When using the included large thick silicone strap for mounting on the handlebar, you will notice that the mount itself has an integrated air scoop that helps force more cooling air into areas of the heat sink that otherwise would be hard for air to reach in a conventional manner. Again this scoop was thermally optimized for overall height, fins, and more to help achieve the final design.
LED’s themselves exhibit decreased behavior when the thermal load increases. This is often found on cheaper type of lights (across all industries, not just bikes) where after a while the color gets noticeably blue, or the brightness decreases. This is because the temperature at the LED die itself is getting far too hot and operating outside it’s designed temperature range. We are talking about temperatures in excess of 300°F! When we take apart cheaper lights we often find a very small thermal pathway exists for the heat to go from the LED to the outside of the case. Or the case itself does not have enough surface area to properly dissipate the heat.

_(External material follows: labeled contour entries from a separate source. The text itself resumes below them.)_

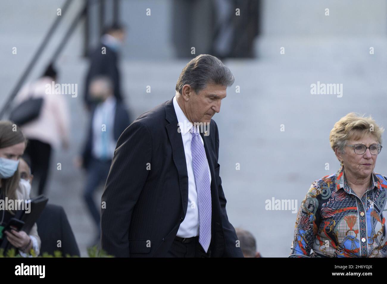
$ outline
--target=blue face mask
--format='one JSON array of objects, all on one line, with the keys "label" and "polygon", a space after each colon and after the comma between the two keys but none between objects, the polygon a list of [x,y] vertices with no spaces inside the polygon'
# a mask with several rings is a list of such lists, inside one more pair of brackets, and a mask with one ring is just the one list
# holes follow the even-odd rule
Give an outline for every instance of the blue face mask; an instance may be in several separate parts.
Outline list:
[{"label": "blue face mask", "polygon": [[19,165],[19,160],[0,158],[0,178],[8,179],[15,174]]}]

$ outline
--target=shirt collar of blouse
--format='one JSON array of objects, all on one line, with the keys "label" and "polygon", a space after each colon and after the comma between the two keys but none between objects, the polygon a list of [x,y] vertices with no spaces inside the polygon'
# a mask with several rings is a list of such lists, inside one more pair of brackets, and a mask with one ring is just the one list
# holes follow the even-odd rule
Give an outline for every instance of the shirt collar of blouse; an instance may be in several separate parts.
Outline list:
[{"label": "shirt collar of blouse", "polygon": [[[347,193],[350,193],[350,187],[347,183],[347,181],[345,178],[344,173],[344,167],[343,166],[336,173],[336,178],[335,179],[335,183],[336,190],[343,189]],[[372,172],[371,175],[371,182],[370,184],[370,187],[368,187],[368,190],[370,190],[375,189],[378,188],[379,189],[382,189],[382,186],[380,185],[380,182],[376,175],[376,174],[374,172]]]}]

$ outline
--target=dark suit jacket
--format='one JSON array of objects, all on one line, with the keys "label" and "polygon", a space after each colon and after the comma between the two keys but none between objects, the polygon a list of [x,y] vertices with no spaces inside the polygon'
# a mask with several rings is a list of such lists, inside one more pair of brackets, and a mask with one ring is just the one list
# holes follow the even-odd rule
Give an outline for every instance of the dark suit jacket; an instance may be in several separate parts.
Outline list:
[{"label": "dark suit jacket", "polygon": [[[38,233],[41,240],[40,254],[48,252],[53,255],[55,250],[62,252],[62,256],[80,256],[79,250],[65,211],[60,206],[47,204],[36,221]],[[58,247],[58,241],[62,247]]]},{"label": "dark suit jacket", "polygon": [[[106,48],[106,54],[102,54],[102,48]],[[86,76],[84,99],[89,106],[92,105],[89,94],[90,82],[97,76],[106,76],[110,78],[114,87],[114,96],[118,100],[122,100],[120,72],[117,66],[118,55],[112,48],[100,43],[96,49],[89,56],[90,65]]]},{"label": "dark suit jacket", "polygon": [[[83,167],[87,169],[89,165],[90,159],[91,158],[91,149],[93,145],[92,125],[93,118],[95,111],[95,106],[94,106],[91,111],[90,121],[89,124],[89,129],[86,143],[82,152],[82,158],[83,160]],[[121,133],[125,130],[130,124],[129,113],[125,109],[122,102],[117,101],[116,104],[116,111],[114,116],[114,122],[113,135],[115,140],[117,140]]]},{"label": "dark suit jacket", "polygon": [[[116,257],[164,257],[184,220],[188,175],[173,100],[140,115],[120,136],[101,200],[102,248]],[[243,257],[228,221],[217,163],[217,126],[201,133],[212,177],[211,256]],[[150,163],[151,170],[147,169]],[[149,246],[150,244],[150,246]]]}]

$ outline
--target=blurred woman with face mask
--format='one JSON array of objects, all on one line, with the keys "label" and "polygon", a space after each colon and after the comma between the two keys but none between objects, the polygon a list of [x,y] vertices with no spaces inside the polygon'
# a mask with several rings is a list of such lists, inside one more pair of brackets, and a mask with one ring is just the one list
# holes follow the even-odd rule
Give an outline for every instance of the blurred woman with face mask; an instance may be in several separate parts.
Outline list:
[{"label": "blurred woman with face mask", "polygon": [[[21,181],[18,169],[19,159],[26,148],[26,141],[21,130],[15,124],[0,121],[0,200],[27,200],[29,193],[25,184]],[[16,204],[16,202],[15,202]],[[13,208],[0,208],[0,233],[9,219],[15,215]],[[24,231],[11,230],[0,233],[0,240],[6,238],[24,257],[31,257],[33,249],[36,255],[40,249],[40,238],[35,224],[28,235]]]}]

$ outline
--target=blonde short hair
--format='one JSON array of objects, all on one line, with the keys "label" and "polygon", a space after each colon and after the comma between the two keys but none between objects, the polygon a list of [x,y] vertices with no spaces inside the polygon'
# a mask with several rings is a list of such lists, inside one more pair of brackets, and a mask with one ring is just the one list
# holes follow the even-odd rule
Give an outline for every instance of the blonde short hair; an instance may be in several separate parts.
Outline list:
[{"label": "blonde short hair", "polygon": [[359,140],[363,137],[373,135],[378,143],[381,145],[382,134],[384,131],[380,127],[371,116],[364,117],[355,112],[350,112],[340,119],[335,123],[330,131],[329,141],[330,147],[335,150],[344,153],[344,148],[348,140]]}]

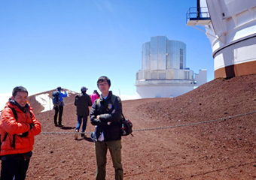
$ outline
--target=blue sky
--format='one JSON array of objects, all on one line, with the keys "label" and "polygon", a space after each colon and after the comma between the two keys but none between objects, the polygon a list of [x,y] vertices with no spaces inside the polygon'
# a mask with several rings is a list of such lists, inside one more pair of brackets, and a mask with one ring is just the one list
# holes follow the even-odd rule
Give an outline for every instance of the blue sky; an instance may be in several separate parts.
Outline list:
[{"label": "blue sky", "polygon": [[[102,75],[117,95],[136,94],[142,45],[166,35],[187,45],[187,68],[214,78],[206,35],[186,26],[197,0],[2,0],[0,94],[57,86],[91,94]],[[1,109],[1,108],[0,108]]]}]

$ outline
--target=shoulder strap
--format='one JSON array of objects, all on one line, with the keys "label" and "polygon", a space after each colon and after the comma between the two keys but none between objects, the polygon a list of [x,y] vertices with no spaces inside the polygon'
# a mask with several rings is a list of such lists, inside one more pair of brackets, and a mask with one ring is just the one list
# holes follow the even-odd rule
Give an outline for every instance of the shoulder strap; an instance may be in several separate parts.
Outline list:
[{"label": "shoulder strap", "polygon": [[[114,104],[114,101],[115,101],[116,99],[117,99],[117,97],[116,97],[115,95],[113,95],[113,94],[112,94],[112,96],[111,96],[111,101],[112,101],[112,104]],[[98,104],[99,104],[100,99],[98,98],[96,100],[97,100],[97,101],[96,101],[96,105],[98,105]]]},{"label": "shoulder strap", "polygon": [[16,112],[15,109],[13,108],[13,107],[10,107],[10,109],[12,110],[12,112],[14,113],[14,118],[15,118],[15,119],[17,121],[17,119],[18,118],[18,116],[17,115],[17,112]]},{"label": "shoulder strap", "polygon": [[[10,107],[10,106],[9,106],[9,107]],[[16,119],[16,121],[17,121],[17,118],[18,118],[18,116],[17,116],[17,112],[16,112],[15,109],[13,108],[13,107],[10,107],[10,109],[12,110],[12,112],[13,112],[13,113],[14,113],[14,118],[15,118],[15,119]],[[29,112],[30,112],[30,111],[29,111]],[[32,115],[30,114],[30,116],[32,116]],[[4,137],[3,141],[5,140],[6,137],[7,137],[7,135],[8,135],[8,133],[5,133],[5,137]],[[13,135],[13,143],[12,143],[11,146],[14,147],[14,148],[15,148],[15,134]]]}]

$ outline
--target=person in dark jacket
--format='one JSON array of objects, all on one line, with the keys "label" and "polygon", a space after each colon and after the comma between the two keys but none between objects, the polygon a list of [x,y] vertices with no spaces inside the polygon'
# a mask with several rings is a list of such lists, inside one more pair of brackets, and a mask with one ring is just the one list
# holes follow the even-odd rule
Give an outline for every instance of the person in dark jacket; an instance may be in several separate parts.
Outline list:
[{"label": "person in dark jacket", "polygon": [[109,91],[110,80],[101,76],[97,86],[102,94],[92,106],[90,116],[96,130],[96,180],[105,179],[106,154],[108,148],[112,158],[115,172],[115,179],[123,179],[121,164],[121,134],[120,120],[122,118],[122,104],[119,97]]},{"label": "person in dark jacket", "polygon": [[[75,106],[77,106],[77,116],[78,116],[78,124],[75,128],[75,132],[79,132],[79,129],[83,119],[82,126],[82,134],[81,134],[82,137],[85,137],[85,130],[87,128],[87,117],[89,116],[89,106],[92,106],[92,101],[90,96],[86,93],[86,87],[82,87],[81,88],[81,93],[76,95],[75,98]],[[75,134],[75,140],[78,140],[78,134]]]},{"label": "person in dark jacket", "polygon": [[[59,105],[54,105],[53,109],[55,110],[55,114],[54,114],[54,124],[55,126],[62,127],[63,124],[62,124],[62,113],[63,113],[63,107],[64,107],[64,103],[63,103],[63,98],[66,98],[68,96],[68,94],[66,91],[62,92],[63,89],[59,86],[57,87],[57,91],[59,92],[59,101],[60,104]],[[59,114],[59,122],[57,124],[57,118]]]},{"label": "person in dark jacket", "polygon": [[15,87],[1,114],[1,179],[26,178],[34,136],[41,130],[41,124],[28,104],[28,91]]}]

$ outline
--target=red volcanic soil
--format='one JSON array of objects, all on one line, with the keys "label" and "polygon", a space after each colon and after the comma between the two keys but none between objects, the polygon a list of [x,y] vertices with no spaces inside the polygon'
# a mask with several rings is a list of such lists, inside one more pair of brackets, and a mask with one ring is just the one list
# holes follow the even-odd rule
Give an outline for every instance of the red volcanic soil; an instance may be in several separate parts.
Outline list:
[{"label": "red volcanic soil", "polygon": [[[134,125],[134,136],[122,139],[124,179],[256,179],[255,78],[217,79],[175,98],[123,100]],[[35,136],[26,179],[95,179],[94,142],[72,134],[74,96],[66,100],[62,128],[30,97],[43,133]],[[87,136],[93,130],[88,118]],[[114,179],[107,156],[106,179]]]}]

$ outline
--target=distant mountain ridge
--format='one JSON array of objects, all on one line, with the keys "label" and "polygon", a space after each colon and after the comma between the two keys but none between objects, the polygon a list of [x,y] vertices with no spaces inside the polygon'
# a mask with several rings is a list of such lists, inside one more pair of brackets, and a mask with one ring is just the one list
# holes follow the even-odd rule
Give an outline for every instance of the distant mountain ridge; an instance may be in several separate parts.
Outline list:
[{"label": "distant mountain ridge", "polygon": [[[68,104],[74,104],[75,101],[75,97],[76,96],[76,94],[78,94],[78,92],[72,92],[71,90],[69,89],[63,89],[64,91],[66,91],[67,94],[68,94],[68,97],[63,98],[63,102],[65,105],[68,105]],[[44,102],[45,102],[45,104],[44,104],[44,106],[46,106],[47,107],[47,110],[53,109],[53,104],[52,104],[52,98],[51,98],[51,95],[52,93],[56,91],[56,89],[53,89],[53,90],[49,90],[47,92],[40,92],[31,96],[29,96],[28,100],[29,102],[31,105],[31,106],[33,108],[33,112],[35,115],[41,113],[42,111],[45,110],[45,106],[44,106],[42,104],[39,103],[39,101],[37,100],[37,98],[39,96],[41,96],[39,98],[41,99],[41,100]],[[44,97],[42,97],[42,94],[48,94],[47,96],[44,95]]]}]

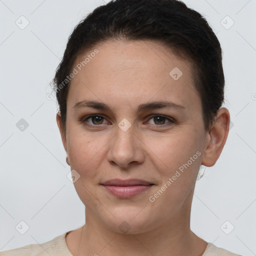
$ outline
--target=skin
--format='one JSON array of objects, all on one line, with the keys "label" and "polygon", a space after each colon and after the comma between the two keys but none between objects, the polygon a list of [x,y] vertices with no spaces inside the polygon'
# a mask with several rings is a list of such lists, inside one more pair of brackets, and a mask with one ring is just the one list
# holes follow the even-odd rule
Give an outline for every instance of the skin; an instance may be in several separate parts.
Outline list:
[{"label": "skin", "polygon": [[[74,188],[86,206],[86,224],[66,236],[68,249],[74,256],[202,255],[207,243],[190,229],[193,192],[200,165],[214,166],[222,150],[228,110],[220,108],[206,131],[190,62],[158,42],[111,40],[96,48],[99,52],[72,80],[66,134],[56,116],[66,162],[80,175]],[[90,52],[79,56],[74,66]],[[183,74],[177,80],[169,74],[174,67]],[[85,100],[104,102],[112,111],[72,109]],[[137,112],[141,104],[165,100],[184,108]],[[92,114],[104,118],[80,121]],[[154,120],[160,114],[167,119]],[[124,118],[131,124],[126,132],[118,126]],[[197,152],[197,159],[150,202],[149,196]],[[116,178],[154,185],[120,198],[100,184]],[[118,228],[124,221],[130,228],[126,234]]]}]

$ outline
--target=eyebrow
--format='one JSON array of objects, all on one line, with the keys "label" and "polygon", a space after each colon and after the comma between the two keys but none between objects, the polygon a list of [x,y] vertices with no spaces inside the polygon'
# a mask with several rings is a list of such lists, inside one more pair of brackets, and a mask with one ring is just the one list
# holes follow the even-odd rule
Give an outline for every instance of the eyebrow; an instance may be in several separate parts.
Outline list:
[{"label": "eyebrow", "polygon": [[[96,110],[112,112],[111,108],[104,103],[94,100],[84,100],[78,102],[73,106],[72,109],[76,110],[84,108],[91,108]],[[158,108],[174,108],[182,110],[185,109],[186,108],[182,105],[179,105],[173,102],[168,101],[152,102],[148,103],[140,104],[138,107],[137,112],[138,112],[142,110]]]}]

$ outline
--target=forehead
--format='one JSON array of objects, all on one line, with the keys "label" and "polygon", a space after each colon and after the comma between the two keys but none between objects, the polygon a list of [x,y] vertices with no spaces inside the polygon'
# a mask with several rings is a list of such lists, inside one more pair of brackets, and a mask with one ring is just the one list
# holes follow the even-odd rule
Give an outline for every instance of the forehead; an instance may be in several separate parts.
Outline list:
[{"label": "forehead", "polygon": [[118,98],[118,104],[138,105],[152,98],[189,104],[199,99],[189,61],[156,42],[108,41],[80,54],[74,68],[78,74],[68,100],[73,104]]}]

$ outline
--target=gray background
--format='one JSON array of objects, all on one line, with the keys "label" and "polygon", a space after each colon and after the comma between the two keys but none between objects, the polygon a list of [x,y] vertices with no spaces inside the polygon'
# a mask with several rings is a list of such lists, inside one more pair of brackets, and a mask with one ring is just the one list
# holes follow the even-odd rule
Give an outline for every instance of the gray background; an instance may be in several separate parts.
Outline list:
[{"label": "gray background", "polygon": [[[192,229],[218,246],[256,255],[256,0],[184,2],[220,42],[224,106],[234,124],[219,160],[197,182]],[[0,0],[0,250],[42,243],[84,224],[84,206],[66,176],[56,102],[46,94],[72,30],[103,2]],[[26,228],[22,221],[29,226],[24,234],[16,228]]]}]

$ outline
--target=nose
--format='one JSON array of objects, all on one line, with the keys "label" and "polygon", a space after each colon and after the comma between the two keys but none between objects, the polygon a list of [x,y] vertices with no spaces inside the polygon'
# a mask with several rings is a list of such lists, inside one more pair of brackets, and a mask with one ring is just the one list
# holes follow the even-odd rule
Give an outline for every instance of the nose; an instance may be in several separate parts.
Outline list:
[{"label": "nose", "polygon": [[112,165],[128,169],[142,164],[144,160],[145,144],[135,133],[133,126],[124,131],[118,126],[109,144],[107,159]]}]

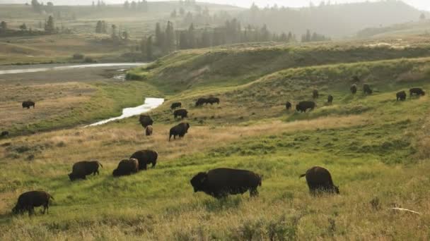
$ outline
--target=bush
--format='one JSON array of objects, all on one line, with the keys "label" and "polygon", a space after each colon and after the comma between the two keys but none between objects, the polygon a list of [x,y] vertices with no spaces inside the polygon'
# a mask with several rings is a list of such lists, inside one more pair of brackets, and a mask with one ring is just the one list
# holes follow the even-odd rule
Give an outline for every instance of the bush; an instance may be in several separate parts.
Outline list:
[{"label": "bush", "polygon": [[83,59],[83,54],[75,54],[73,55],[73,59]]}]

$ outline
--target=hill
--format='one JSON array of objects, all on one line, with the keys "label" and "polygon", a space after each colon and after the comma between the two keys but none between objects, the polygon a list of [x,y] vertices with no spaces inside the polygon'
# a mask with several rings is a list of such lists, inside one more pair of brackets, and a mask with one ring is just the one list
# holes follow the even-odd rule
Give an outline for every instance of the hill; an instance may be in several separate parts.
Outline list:
[{"label": "hill", "polygon": [[[410,87],[430,89],[428,43],[421,40],[390,47],[378,42],[223,47],[175,53],[136,69],[143,84],[168,99],[150,113],[153,136],[144,136],[132,118],[0,140],[0,168],[8,170],[0,173],[0,239],[425,240],[430,100],[395,100],[397,92]],[[296,51],[318,58],[283,61],[285,52]],[[204,78],[178,72],[206,66],[214,70]],[[355,95],[353,75],[361,80]],[[177,89],[178,83],[185,87]],[[373,94],[362,93],[364,83]],[[286,101],[308,100],[314,89],[321,94],[314,111],[285,110]],[[151,94],[149,88],[133,89]],[[325,103],[329,94],[332,105]],[[209,95],[221,104],[194,106],[196,98]],[[169,109],[176,101],[190,111],[191,128],[185,138],[168,142],[169,128],[180,121]],[[120,160],[142,149],[158,152],[156,168],[112,177]],[[100,175],[71,183],[73,163],[88,159],[103,163]],[[298,176],[317,165],[330,171],[339,195],[309,194]],[[193,194],[190,179],[219,167],[262,175],[260,196]],[[32,189],[53,194],[50,214],[12,216],[18,195]]]},{"label": "hill", "polygon": [[322,4],[301,8],[257,7],[239,16],[242,23],[261,25],[276,32],[291,31],[298,36],[306,30],[332,37],[355,35],[362,29],[418,20],[422,12],[401,1]]}]

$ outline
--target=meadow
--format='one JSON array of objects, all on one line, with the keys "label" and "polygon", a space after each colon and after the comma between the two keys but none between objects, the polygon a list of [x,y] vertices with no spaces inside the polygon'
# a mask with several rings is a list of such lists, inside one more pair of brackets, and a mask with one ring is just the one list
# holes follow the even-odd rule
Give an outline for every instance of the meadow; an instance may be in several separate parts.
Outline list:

So what to look for when choosing a light? In respect to thermal, look for a light that has fins that act as heat sinks, and if possible try and find pictures of the light taken apart and see if there is a large metal surface for the PCB board that has the LED on it. You’ll want to see thermal paste to help fill the imperfections between the surfaces and maximize the thermal transfer. When it comes to bright lights, it’s not just about the lumen number, but the proper thermal design will see to it that the light will work reliably for years to come.